Real-life applications

  • Sequence alignments are useful in bioinformatics for identifying sequence similarity, producing phylogenetic trees, and developing homology models of protein structures.
  • Sequenced RNA, such as expressed sequence tags and fulllength mRNAs, can be aligned to a sequenced genome to find where there are genes and get information about alternative splicing and RNA Editing.
  • Sequence alignment is also a part of genome assembly, where sequences are aligned to find overlap so that contigs (long stretches of sequence) can be formed.
  • The methods used for biological sequence alignment have also found applications in other fields, most notably in natural language processing and in social sciences, where the Needleman-Wunsch algorithm is usually referred to as Optimal matching.

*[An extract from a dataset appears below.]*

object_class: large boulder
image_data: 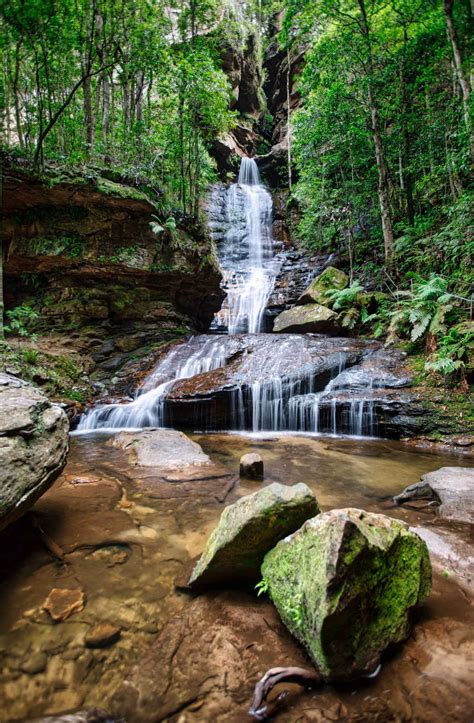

  • Techniques that generate the set of elements from which words will be selected in natural-language generation algorithms have borrowed multiple sequence alignment techniques from bioinformatics to produce linguistic versions of computer-generated mathematical proofs.
  • Business and marketing research has also applied multiple sequence alignment techniques in analysing series of purchases over time.